Sunday, November 19, 2006

Article examines bullying problem

Some of the major problems facing teachers and school administrators concerning bullying are spelled out in an article posted on the Joplin Daily website.
Daily reporter Michelle Pippin interviewed the mother of the Memorial Middle School shooter, who paints a portrait of a pattern of a bullying that led to the incident:

"He came home once limping; he had been kicked by an older kid in the halls," she recalled. "He came home once with a huge welt on his head from someone slamming his locker door on his head when they passed him in the hall. His hand was injured once too. He did suffer from bullying. He would come home crying, begging us not to send him back to school."

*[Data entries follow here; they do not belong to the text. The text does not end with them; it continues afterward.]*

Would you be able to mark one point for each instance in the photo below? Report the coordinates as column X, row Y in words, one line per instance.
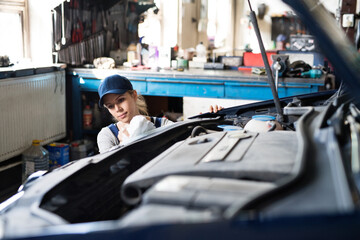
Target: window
column 13, row 26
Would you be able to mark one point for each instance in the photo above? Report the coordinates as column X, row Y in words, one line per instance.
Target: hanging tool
column 267, row 66
column 63, row 39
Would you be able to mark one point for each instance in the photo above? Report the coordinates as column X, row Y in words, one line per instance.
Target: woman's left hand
column 215, row 109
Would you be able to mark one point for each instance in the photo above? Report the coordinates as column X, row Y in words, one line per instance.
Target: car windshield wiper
column 267, row 65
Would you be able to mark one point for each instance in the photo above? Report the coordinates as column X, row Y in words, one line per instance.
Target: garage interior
column 181, row 55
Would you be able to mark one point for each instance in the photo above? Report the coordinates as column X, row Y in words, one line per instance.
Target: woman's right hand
column 123, row 132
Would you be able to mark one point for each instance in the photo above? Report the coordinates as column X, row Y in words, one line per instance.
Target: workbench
column 225, row 84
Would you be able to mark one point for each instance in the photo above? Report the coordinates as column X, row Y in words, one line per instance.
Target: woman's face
column 122, row 106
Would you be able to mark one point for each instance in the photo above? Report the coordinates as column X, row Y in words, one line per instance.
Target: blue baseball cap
column 113, row 84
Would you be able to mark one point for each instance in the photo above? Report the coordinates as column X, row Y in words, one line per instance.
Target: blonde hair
column 140, row 104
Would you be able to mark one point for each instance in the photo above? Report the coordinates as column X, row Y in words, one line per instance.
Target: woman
column 118, row 96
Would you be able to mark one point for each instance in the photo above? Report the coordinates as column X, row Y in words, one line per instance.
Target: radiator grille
column 31, row 107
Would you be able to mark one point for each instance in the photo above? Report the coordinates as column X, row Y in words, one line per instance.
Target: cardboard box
column 58, row 154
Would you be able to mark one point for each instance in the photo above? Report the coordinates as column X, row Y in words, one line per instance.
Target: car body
column 213, row 176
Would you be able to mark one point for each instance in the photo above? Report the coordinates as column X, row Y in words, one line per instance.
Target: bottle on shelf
column 34, row 159
column 87, row 117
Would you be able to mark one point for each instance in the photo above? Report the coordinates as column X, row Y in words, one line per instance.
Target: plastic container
column 87, row 117
column 34, row 159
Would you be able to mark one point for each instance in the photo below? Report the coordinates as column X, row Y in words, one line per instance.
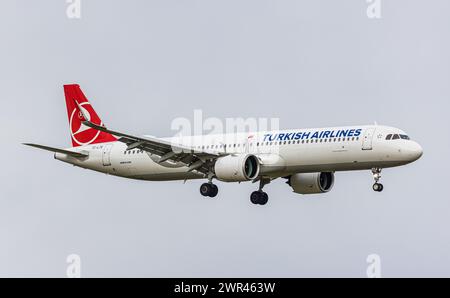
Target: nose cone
column 415, row 151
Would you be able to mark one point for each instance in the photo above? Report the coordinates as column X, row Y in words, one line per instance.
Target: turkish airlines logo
column 82, row 134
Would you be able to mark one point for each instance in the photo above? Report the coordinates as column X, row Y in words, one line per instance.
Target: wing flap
column 57, row 150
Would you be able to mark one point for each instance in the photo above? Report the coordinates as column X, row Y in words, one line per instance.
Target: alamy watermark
column 215, row 134
column 374, row 268
column 74, row 266
column 374, row 9
column 73, row 10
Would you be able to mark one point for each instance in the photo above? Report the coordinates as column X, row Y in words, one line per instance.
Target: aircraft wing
column 166, row 151
column 57, row 150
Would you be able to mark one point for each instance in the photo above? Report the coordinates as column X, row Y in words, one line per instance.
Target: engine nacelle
column 237, row 168
column 311, row 183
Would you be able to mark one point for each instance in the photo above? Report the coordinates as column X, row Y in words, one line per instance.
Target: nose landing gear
column 209, row 190
column 378, row 187
column 259, row 197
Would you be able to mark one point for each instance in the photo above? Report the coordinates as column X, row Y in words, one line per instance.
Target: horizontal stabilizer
column 51, row 149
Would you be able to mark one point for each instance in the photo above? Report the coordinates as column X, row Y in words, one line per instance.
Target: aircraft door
column 106, row 155
column 368, row 139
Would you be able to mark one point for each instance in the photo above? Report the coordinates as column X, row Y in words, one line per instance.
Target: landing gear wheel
column 254, row 197
column 209, row 190
column 214, row 191
column 264, row 198
column 259, row 198
column 378, row 187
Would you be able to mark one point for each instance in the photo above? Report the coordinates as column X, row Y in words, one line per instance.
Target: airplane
column 307, row 158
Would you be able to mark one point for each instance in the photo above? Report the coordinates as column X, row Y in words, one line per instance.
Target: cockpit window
column 404, row 137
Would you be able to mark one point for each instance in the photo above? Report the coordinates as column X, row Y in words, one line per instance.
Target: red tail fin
column 82, row 134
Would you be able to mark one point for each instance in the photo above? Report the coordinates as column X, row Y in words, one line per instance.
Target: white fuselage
column 281, row 153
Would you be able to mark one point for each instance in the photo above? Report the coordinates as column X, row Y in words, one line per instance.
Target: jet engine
column 237, row 168
column 311, row 183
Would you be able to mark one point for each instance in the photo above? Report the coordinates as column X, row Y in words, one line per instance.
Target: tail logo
column 82, row 134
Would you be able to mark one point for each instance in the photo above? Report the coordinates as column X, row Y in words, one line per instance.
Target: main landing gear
column 378, row 187
column 209, row 190
column 260, row 197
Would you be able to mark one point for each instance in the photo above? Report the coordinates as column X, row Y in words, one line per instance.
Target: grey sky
column 143, row 63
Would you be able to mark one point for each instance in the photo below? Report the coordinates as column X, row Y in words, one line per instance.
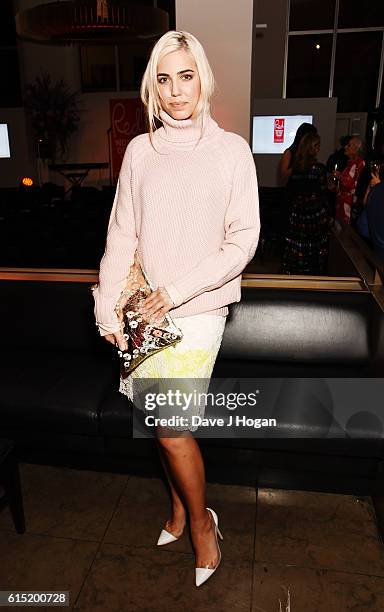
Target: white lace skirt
column 192, row 358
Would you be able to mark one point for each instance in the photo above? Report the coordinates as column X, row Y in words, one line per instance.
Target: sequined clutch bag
column 144, row 337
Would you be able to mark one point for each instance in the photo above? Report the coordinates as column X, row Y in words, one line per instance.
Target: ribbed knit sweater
column 191, row 209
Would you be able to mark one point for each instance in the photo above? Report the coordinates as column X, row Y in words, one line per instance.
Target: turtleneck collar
column 182, row 133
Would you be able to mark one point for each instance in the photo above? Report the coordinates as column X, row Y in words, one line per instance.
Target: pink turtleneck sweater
column 192, row 212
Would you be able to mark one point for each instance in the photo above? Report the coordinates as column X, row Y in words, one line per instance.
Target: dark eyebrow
column 180, row 72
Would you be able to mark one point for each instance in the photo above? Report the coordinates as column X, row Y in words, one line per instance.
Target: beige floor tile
column 315, row 590
column 66, row 502
column 41, row 563
column 318, row 530
column 145, row 507
column 143, row 580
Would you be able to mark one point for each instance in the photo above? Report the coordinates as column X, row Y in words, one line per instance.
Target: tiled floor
column 94, row 535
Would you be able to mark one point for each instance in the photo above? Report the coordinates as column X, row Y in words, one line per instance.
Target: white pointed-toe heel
column 166, row 537
column 203, row 573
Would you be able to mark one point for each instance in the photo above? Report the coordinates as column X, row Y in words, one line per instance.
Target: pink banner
column 278, row 132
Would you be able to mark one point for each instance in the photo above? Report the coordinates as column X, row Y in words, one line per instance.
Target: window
column 357, row 70
column 312, row 15
column 358, row 15
column 325, row 58
column 309, row 62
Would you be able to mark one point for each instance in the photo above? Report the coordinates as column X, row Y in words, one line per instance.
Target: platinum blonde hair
column 175, row 40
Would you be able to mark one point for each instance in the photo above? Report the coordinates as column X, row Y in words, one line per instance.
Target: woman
column 187, row 200
column 347, row 179
column 288, row 157
column 305, row 248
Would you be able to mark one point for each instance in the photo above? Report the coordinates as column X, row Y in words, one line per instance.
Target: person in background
column 288, row 157
column 375, row 210
column 347, row 179
column 305, row 247
column 337, row 161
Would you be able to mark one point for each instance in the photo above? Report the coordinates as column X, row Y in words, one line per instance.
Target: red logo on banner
column 127, row 121
column 278, row 130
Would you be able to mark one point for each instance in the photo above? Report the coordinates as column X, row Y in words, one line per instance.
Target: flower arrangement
column 55, row 115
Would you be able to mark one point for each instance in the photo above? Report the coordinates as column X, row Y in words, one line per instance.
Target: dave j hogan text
column 231, row 421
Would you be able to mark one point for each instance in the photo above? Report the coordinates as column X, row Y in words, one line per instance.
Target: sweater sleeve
column 121, row 243
column 242, row 229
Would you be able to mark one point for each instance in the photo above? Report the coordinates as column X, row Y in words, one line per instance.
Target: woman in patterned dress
column 305, row 247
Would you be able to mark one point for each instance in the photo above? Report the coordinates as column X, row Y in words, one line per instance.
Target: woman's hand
column 118, row 340
column 156, row 305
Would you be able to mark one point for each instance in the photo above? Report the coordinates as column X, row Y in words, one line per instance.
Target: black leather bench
column 60, row 404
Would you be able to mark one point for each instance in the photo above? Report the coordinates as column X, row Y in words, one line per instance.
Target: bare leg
column 186, row 466
column 176, row 523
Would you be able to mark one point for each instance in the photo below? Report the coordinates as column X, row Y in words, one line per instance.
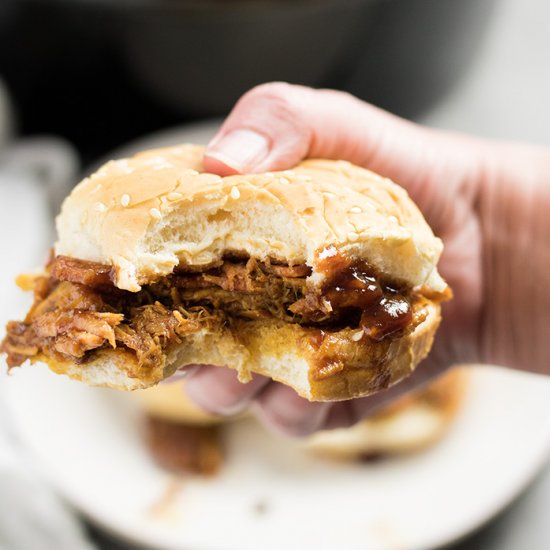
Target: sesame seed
column 178, row 316
column 155, row 213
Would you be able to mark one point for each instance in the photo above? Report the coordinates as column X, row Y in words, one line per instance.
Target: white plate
column 270, row 494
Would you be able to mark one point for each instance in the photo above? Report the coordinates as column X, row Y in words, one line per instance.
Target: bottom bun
column 318, row 365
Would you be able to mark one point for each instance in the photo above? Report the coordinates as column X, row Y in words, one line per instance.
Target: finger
column 283, row 410
column 276, row 125
column 218, row 390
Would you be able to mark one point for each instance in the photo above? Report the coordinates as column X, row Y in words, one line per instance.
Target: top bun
column 150, row 213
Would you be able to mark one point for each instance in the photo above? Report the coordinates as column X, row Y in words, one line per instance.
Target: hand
column 273, row 127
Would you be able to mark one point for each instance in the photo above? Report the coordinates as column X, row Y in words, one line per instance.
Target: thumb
column 275, row 125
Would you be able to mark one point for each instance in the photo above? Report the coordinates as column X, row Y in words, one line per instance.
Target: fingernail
column 240, row 150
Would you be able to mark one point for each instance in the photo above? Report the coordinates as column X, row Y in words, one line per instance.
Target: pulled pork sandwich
column 322, row 277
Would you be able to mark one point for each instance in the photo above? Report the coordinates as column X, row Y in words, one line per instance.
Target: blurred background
column 82, row 78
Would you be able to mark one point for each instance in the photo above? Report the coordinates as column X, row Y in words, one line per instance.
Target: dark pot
column 103, row 71
column 400, row 54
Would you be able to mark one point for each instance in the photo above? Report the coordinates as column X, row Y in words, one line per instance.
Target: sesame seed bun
column 150, row 213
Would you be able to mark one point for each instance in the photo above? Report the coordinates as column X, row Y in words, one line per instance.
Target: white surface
column 33, row 517
column 88, row 442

The article make some strong points about bullying. It's there and it is not easy to deal with. School officials make every effort to deal with it, but principals and teachers are outnumbered and bullies are usually good at knowing how to hide their activities and which students are never going to say a word about them.

Of course, I note that the parents who talked to the Daily article never actually talked to school administrators about the problem, which would seem to have been the natural, logical step.

I am not native enough to think that things are perfect at South Middle School. Bullying incidents do take place, but we do our best to catch them and stop them as quickly as possible. Still, we do miss a few. We work to cut down on the number of problems by having teachers in the hallways between class periods and by having them all over the place before and after school. While it is impossible to catch everything that happens, we do manage to stop a number of potential problems before they begin just by our presence.

It just amazes me that with the amount of education students receive about the negative effects of bullying, and the publicity that the recent wave of school shootings generated, that we still see bullying. What in the world is it going to take to get through to these kids that their behaviors could have deadly consequences?